When speech must not only read the text correctly, but also sound like a particular speaker, stay stable across long narration, switch smoothly between Chinese and English, and satisfy explicit duration constraints, conventional sentence-level TTS systems reach their limits. MOSS-TTS is positioned as a speech-generation foundation model: it unifies voice identity, prosody, pronunciation, duration, and long-context stability in a scalable generation framework.

Zero-shot voice cloning

Reconstructs voice timbre, speaking rate, pause patterns, and expressive style from short reference speech.

Long-form generation

Targets documentaries, audiobooks, and long explanations, reducing manual segmentation and stitching.

Duration and pronunciation control

Allows fine-grained intervention over speech rate, length, pinyin, phonemes, and local pronunciation.

Multilingual speech

Supports major languages and smooth language switching, including Chinese-English mixed speech.

From TTS Model to Speech Foundation Model

MOSS-TTS does not treat speech synthesis as plain text-to-audio conversion. Real speech carries speaker identity, semantic content, emotional density, stress, pauses, speaking rate, and cross-lingual pronunciation habits. A speech foundation model therefore needs three ingredients: a high-fidelity audio representation, large and diverse real-world training data, and an architecture that can model long discrete sequences reliably.

12.5 fpsaudio-token frame rate

0.125-4 kbpsvariable bitrate range

3M hoursaudio-tokenizer pretraining data

Two architecturesoffline quality and streaming latency

MOSS Audio Tokenizer

The interface underneath MOSS-TTS is MOSS Audio Tokenizer, built on Cat, a Causal Audio Tokenizer with Transformer. It turns continuous audio into discrete tokens for autoregressive modeling. With a pure causal Transformer design and multi-layer RVQ mechanism, it preserves high-fidelity reconstruction at low bitrates while retaining speech semantics.

Instead of relying on existing pretrained audio models such as Whisper or HuBERT, the tokenizer learns directly from raw audio. This gives speech, sound effects, and music a shared discretization interface, which later supports MOSS-TTS, dialogue speech generation, sound-effect generation, and real-time systems.

Data Engine and Multi-track Assets

Speech quality comes from data engineering as much as model design. MOSS Data Engine converts massive raw audio into reusable training assets across long narration, dialogue, character voice design, and sound-effect generation. The pipeline governs audio quality, content alignment, trainability, and task structure through multi-stage filtering and consistency checks.

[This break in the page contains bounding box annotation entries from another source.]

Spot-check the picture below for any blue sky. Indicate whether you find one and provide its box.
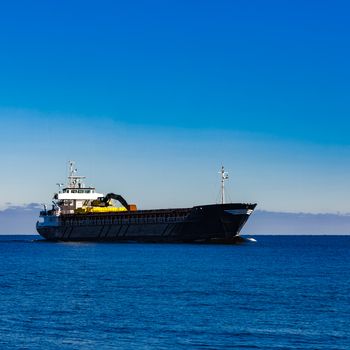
[0,0,350,212]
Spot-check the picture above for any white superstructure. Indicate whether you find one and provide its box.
[54,161,103,214]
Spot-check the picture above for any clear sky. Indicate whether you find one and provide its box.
[0,0,350,212]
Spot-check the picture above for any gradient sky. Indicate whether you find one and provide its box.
[0,0,350,213]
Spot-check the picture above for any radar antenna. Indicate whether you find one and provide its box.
[219,166,228,204]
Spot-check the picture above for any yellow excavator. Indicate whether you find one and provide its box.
[74,193,137,214]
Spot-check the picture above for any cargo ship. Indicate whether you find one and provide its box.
[36,162,256,243]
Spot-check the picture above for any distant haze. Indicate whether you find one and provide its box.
[0,203,350,235]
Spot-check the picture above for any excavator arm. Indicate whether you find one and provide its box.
[101,193,130,210]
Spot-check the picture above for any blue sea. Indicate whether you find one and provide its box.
[0,236,350,350]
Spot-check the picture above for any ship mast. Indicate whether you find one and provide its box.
[219,166,228,204]
[68,160,85,188]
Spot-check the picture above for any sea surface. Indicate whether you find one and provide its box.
[0,236,350,350]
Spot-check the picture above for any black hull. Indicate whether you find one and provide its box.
[37,203,256,243]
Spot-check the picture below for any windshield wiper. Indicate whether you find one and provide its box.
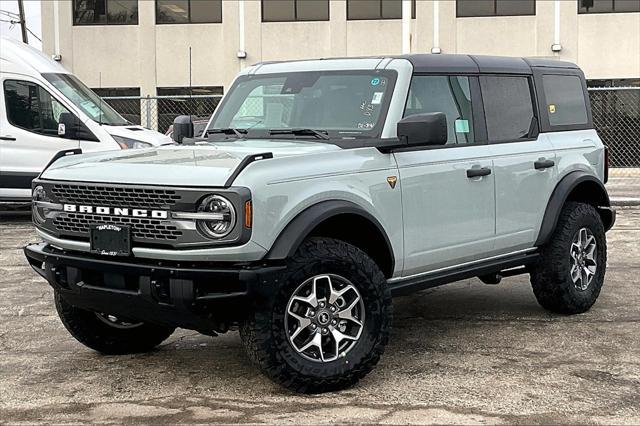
[207,127,247,139]
[269,129,329,140]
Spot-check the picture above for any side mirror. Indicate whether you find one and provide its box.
[171,115,193,143]
[58,112,80,139]
[58,112,99,142]
[397,112,448,146]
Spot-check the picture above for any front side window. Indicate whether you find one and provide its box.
[156,0,222,24]
[456,0,536,18]
[209,71,396,139]
[42,73,129,126]
[347,0,416,20]
[4,80,69,136]
[480,76,535,142]
[578,0,640,13]
[542,75,588,126]
[262,0,329,22]
[404,76,474,145]
[73,0,138,25]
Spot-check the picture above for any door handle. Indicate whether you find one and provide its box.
[467,167,491,178]
[533,159,556,170]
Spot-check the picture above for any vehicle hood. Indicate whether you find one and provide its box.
[102,124,173,146]
[42,140,341,186]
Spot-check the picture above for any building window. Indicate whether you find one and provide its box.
[480,76,535,142]
[156,0,222,24]
[456,0,536,18]
[73,0,138,25]
[91,87,141,124]
[157,86,223,133]
[578,0,640,13]
[347,0,416,21]
[262,0,329,22]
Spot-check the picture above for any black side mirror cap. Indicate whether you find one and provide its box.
[171,115,193,143]
[396,112,448,146]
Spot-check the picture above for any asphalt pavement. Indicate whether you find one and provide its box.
[0,208,640,424]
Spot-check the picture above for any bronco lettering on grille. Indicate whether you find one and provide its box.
[63,204,169,219]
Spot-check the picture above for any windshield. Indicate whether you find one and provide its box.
[208,70,396,139]
[42,74,129,126]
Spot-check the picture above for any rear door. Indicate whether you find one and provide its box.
[480,75,557,254]
[0,75,79,199]
[394,75,495,276]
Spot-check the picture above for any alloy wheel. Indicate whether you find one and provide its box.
[569,228,598,291]
[284,274,365,362]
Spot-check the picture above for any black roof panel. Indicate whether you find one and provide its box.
[471,55,531,74]
[396,54,479,73]
[394,54,578,74]
[524,58,580,69]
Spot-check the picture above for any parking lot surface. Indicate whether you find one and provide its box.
[0,209,640,424]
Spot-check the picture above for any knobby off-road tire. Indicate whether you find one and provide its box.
[531,201,607,314]
[240,238,392,393]
[55,293,175,355]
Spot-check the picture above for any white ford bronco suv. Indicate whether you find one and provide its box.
[25,55,615,392]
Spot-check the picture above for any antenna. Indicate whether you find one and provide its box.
[189,46,193,122]
[98,71,102,126]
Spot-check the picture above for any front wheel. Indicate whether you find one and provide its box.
[240,238,391,393]
[55,292,175,355]
[531,202,607,314]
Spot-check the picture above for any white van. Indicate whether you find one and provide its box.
[0,37,173,202]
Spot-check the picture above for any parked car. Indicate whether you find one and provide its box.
[0,37,172,202]
[25,55,615,392]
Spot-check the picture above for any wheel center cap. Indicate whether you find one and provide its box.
[318,311,331,325]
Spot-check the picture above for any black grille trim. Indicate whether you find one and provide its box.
[53,213,182,241]
[51,184,182,209]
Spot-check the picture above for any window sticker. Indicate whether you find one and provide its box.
[371,92,384,105]
[455,120,469,133]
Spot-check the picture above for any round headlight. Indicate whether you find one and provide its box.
[31,186,47,223]
[197,195,236,238]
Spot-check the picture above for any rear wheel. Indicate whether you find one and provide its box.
[240,238,391,393]
[55,292,175,355]
[531,202,607,314]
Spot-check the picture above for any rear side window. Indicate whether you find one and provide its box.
[480,76,535,142]
[4,80,69,136]
[404,76,474,145]
[542,74,588,126]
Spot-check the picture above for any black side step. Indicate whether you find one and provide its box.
[389,252,540,297]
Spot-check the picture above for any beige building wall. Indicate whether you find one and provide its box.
[42,0,640,95]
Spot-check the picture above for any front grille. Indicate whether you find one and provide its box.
[51,184,182,209]
[53,212,182,241]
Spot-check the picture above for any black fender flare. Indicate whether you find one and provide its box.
[535,170,615,247]
[265,200,395,266]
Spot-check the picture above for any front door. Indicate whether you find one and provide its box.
[394,76,495,276]
[0,76,79,198]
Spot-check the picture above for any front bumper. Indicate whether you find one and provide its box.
[24,243,284,334]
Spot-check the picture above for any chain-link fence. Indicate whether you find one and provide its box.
[104,87,640,177]
[589,87,640,178]
[103,95,222,133]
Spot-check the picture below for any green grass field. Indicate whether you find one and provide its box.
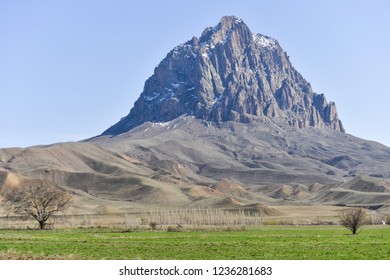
[0,226,390,260]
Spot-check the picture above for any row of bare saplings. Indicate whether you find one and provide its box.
[0,208,344,228]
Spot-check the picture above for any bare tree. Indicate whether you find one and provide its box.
[1,179,72,229]
[339,208,366,235]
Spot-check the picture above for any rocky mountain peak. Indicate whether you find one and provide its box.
[103,16,344,135]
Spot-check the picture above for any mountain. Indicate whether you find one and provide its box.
[103,16,344,135]
[0,17,390,215]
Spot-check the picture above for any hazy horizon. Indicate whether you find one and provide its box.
[0,0,390,148]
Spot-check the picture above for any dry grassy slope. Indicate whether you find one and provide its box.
[0,117,390,213]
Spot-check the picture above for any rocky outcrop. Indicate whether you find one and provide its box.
[103,16,344,135]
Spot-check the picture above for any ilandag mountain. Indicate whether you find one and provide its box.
[103,16,344,135]
[0,17,390,213]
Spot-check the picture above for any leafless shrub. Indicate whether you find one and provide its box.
[1,179,72,229]
[149,221,158,230]
[339,208,366,235]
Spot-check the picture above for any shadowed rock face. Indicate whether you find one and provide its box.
[103,16,344,135]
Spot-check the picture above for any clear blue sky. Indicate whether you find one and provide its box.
[0,0,390,147]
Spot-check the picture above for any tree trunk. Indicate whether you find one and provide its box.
[38,221,46,229]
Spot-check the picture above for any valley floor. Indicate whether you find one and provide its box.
[0,226,390,260]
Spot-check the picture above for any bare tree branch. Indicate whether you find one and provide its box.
[1,179,72,229]
[339,208,366,235]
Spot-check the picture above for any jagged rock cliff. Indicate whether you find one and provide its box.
[103,16,344,135]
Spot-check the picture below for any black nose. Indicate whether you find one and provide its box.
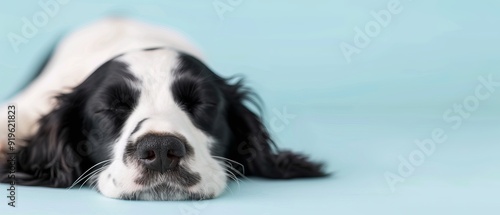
[136,134,186,173]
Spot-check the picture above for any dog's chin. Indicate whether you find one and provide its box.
[96,167,222,201]
[118,183,215,201]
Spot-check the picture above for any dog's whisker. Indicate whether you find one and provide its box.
[212,156,245,174]
[67,159,111,189]
[79,167,106,189]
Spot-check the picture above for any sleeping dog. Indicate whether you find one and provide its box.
[0,18,326,200]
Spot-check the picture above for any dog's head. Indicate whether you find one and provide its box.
[8,48,324,200]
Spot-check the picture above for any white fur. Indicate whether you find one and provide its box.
[0,18,227,199]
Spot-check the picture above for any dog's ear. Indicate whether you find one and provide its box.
[222,79,328,179]
[2,92,87,187]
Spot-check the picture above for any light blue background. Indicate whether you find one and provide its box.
[0,0,500,215]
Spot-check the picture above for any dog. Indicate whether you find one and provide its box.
[0,17,328,200]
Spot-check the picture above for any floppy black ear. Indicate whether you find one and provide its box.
[1,93,86,187]
[223,79,328,179]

For MOSS-TTS, long-form stability, multilingual generalization, zero-shot cloning, and pronunciation control are not isolated features. They share the same representation and data standards, which is why MOSS-TTS can serve as the foundation for the broader model family.

Two Architectures

To cover both deployment and research needs, MOSS-TTS trains and releases two complementary architectures. The Delay-Pattern architecture uses a single Transformer backbone with multiple heads for RVQ codebooks, and delay scheduling to stabilize multi-codebook token generation. It is suited for long-form narration, content generation, and large-scale deployment.

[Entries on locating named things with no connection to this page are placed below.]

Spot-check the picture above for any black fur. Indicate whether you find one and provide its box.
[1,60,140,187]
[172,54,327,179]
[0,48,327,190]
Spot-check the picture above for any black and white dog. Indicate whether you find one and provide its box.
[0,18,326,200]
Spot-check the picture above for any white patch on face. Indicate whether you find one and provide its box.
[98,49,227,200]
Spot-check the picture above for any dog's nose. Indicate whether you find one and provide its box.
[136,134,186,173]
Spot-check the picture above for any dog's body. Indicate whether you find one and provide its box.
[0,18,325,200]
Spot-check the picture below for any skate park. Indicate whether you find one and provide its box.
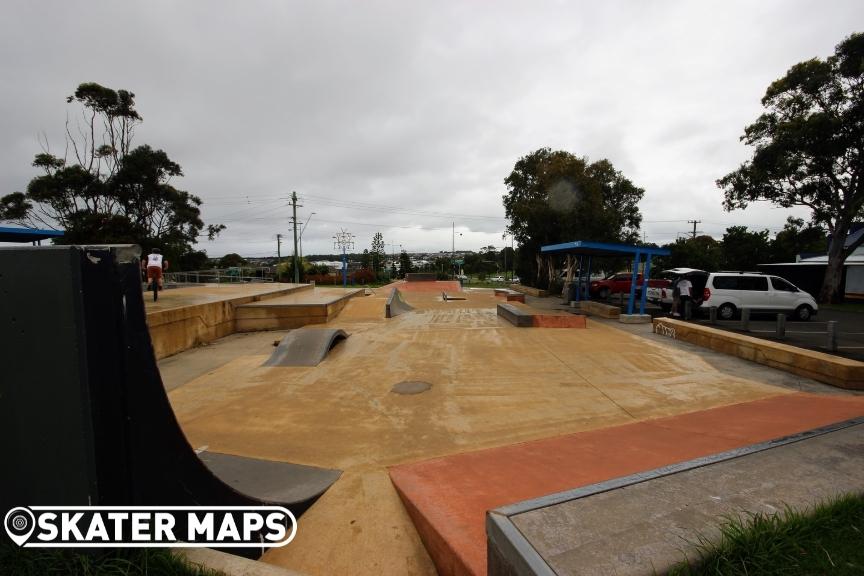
[10,244,864,574]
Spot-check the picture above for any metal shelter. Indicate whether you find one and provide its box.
[540,240,670,314]
[0,227,65,246]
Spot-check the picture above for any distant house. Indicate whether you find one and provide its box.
[758,222,864,299]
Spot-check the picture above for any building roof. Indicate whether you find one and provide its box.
[0,227,65,242]
[540,240,671,256]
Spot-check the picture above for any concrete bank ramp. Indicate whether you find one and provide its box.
[198,452,342,502]
[264,328,348,366]
[384,288,414,318]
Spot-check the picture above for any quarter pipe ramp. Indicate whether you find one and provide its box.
[0,246,339,557]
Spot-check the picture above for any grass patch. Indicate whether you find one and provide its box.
[669,494,864,576]
[0,538,224,576]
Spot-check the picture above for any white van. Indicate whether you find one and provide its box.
[694,272,819,321]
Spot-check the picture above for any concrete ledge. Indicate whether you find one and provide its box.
[486,418,864,576]
[510,284,549,298]
[618,314,651,324]
[579,300,621,319]
[147,285,312,360]
[654,318,864,390]
[497,302,588,328]
[495,288,525,304]
[234,289,363,332]
[405,272,438,282]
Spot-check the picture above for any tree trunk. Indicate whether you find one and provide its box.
[819,227,847,304]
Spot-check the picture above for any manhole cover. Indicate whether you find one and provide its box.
[390,380,432,394]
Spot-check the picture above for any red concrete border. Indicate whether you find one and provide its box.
[390,394,864,576]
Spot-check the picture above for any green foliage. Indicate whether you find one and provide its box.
[350,268,375,284]
[399,250,414,278]
[504,148,645,284]
[666,236,723,272]
[717,33,864,302]
[771,216,828,262]
[177,250,210,270]
[722,226,771,271]
[370,232,386,274]
[0,83,225,260]
[669,495,864,576]
[219,252,246,268]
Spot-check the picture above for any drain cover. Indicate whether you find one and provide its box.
[390,380,432,394]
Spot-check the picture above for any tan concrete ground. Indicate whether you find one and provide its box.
[170,291,800,574]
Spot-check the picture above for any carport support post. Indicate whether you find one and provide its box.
[627,249,642,314]
[639,252,651,314]
[575,254,583,302]
[579,254,591,300]
[828,320,837,352]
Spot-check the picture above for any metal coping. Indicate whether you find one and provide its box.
[540,240,672,256]
[486,416,864,576]
[0,226,66,242]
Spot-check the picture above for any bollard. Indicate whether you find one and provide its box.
[828,320,837,352]
[777,314,786,339]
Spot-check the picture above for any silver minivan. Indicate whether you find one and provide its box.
[702,272,819,321]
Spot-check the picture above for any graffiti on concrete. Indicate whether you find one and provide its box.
[654,323,676,340]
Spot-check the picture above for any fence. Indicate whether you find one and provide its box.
[165,268,274,284]
[704,302,844,352]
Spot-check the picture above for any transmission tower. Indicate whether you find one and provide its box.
[333,228,354,287]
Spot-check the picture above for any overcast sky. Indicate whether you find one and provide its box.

The Global Latent + Local Transformer architecture lets the backbone emit a global latent at each step, then uses a lightweight local Transformer to generate token blocks. This route is lighter, more direct, and more streaming-friendly, making it a strong baseline for low-latency interactive systems.

Editable Speech Generation

Production workflows often require control over how something is pronounced, how long the utterance should be, where pauses appear, and how local expression changes. MOSS-TTS supports pinyin and phoneme-level controls, allowing users to adjust polyphonic characters, tones, and local pronunciation while preserving naturalness.

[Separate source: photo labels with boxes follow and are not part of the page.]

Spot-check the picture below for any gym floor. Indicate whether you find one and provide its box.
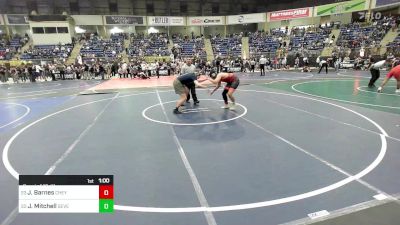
[0,71,400,225]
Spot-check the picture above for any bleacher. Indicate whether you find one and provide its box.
[80,34,125,58]
[128,34,171,57]
[336,24,387,49]
[0,37,25,60]
[211,35,242,58]
[20,44,74,60]
[249,32,280,58]
[173,36,207,59]
[289,28,332,51]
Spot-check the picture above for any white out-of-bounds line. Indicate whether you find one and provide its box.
[1,93,119,225]
[0,102,31,129]
[337,73,370,79]
[263,98,400,142]
[44,93,119,175]
[0,91,57,99]
[2,92,154,180]
[279,195,390,225]
[182,109,211,114]
[156,89,217,225]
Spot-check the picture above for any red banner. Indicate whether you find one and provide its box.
[269,8,310,21]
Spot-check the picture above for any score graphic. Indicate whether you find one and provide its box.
[18,175,114,213]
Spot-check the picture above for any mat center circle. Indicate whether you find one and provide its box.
[142,99,247,126]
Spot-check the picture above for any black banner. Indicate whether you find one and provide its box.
[7,15,28,24]
[106,16,144,25]
[19,175,114,185]
[29,15,68,22]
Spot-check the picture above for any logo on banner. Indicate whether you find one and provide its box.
[152,17,169,24]
[270,8,310,20]
[191,18,221,24]
[204,19,221,23]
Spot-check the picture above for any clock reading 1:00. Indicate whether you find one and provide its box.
[98,177,110,184]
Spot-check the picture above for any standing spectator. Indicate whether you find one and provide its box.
[259,55,267,76]
[181,59,200,105]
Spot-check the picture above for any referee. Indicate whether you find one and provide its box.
[368,58,386,88]
[258,55,267,76]
[181,59,200,105]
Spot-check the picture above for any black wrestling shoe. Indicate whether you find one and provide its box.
[173,109,182,114]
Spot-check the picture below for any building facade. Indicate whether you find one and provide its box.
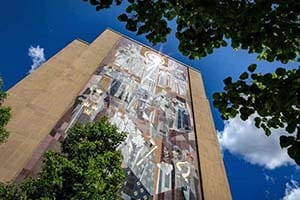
[0,30,231,200]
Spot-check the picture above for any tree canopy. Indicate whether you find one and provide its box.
[213,64,300,165]
[0,118,125,200]
[83,0,300,164]
[0,79,11,144]
[84,0,300,63]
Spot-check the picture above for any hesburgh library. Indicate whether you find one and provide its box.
[0,30,231,200]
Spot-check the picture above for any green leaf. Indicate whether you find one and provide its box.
[275,68,286,76]
[240,72,249,80]
[118,14,128,22]
[248,64,257,72]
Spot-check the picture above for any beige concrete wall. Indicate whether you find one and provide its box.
[0,30,120,182]
[0,30,231,200]
[189,69,231,200]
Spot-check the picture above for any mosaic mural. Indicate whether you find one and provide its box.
[51,38,201,200]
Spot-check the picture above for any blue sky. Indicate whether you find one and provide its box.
[0,0,300,199]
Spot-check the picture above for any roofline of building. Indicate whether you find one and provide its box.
[82,27,201,74]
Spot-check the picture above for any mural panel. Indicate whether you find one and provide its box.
[53,38,201,199]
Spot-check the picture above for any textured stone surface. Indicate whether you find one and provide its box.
[189,69,231,200]
[0,30,120,182]
[0,30,231,200]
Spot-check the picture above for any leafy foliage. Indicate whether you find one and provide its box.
[213,64,300,165]
[84,0,300,63]
[0,118,125,200]
[0,79,11,143]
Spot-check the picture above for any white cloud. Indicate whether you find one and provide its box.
[264,173,275,184]
[28,45,46,73]
[218,115,294,169]
[283,180,300,200]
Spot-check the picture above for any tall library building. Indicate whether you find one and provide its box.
[0,30,231,200]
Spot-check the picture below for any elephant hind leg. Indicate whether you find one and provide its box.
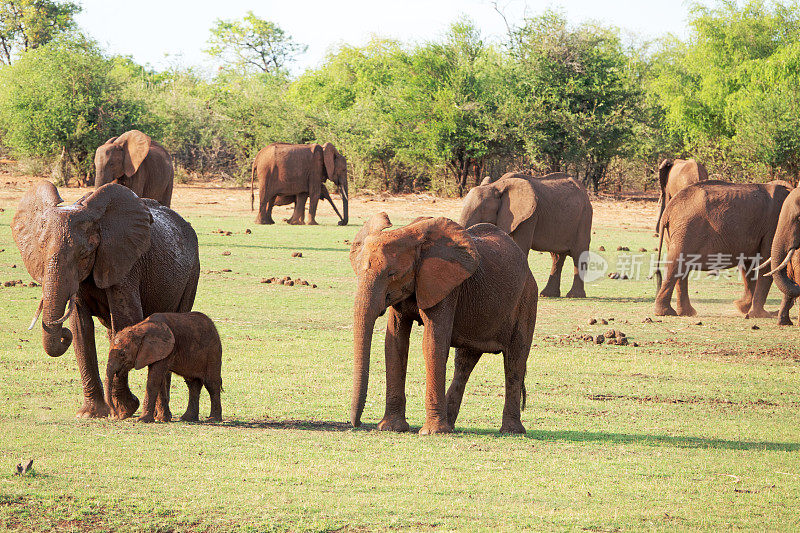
[447,348,483,426]
[181,378,203,422]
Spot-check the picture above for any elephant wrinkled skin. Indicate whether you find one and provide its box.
[459,172,592,298]
[655,180,792,318]
[656,159,708,231]
[11,181,200,417]
[250,143,348,226]
[106,312,222,422]
[350,213,538,434]
[94,130,175,207]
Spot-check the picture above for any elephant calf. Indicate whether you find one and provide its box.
[106,312,222,422]
[350,213,538,435]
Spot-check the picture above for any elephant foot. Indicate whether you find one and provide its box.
[378,416,409,432]
[733,300,753,315]
[653,304,678,316]
[419,420,453,435]
[744,308,778,318]
[112,391,139,420]
[539,287,561,298]
[500,420,525,435]
[567,289,586,298]
[75,399,111,418]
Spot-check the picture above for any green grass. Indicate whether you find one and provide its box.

Role in the MOSS-TTS Family

MOSS-TTS is the foundation model behind the MOSS-TTS Family. MOSS-TTSD targets multi-speaker dialogue, MOSS-VoiceGenerator targets character voice design, MOSS-SoundEffect targets environmental audio, and MOSS-TTS-Realtime targets streaming interaction. Together they form a sound-production stack for creation workflows and product systems.

Open Source and Ecosystem

The MOSS-TTS route emphasizes scalability, reproducibility, and deployability. For the research community, the dual-architecture design and unified audio tokenizer provide strong baselines for comparison and ablation. For engineering teams, MOSS-TTS offers a path from high-quality offline synthesis to real-time system integration.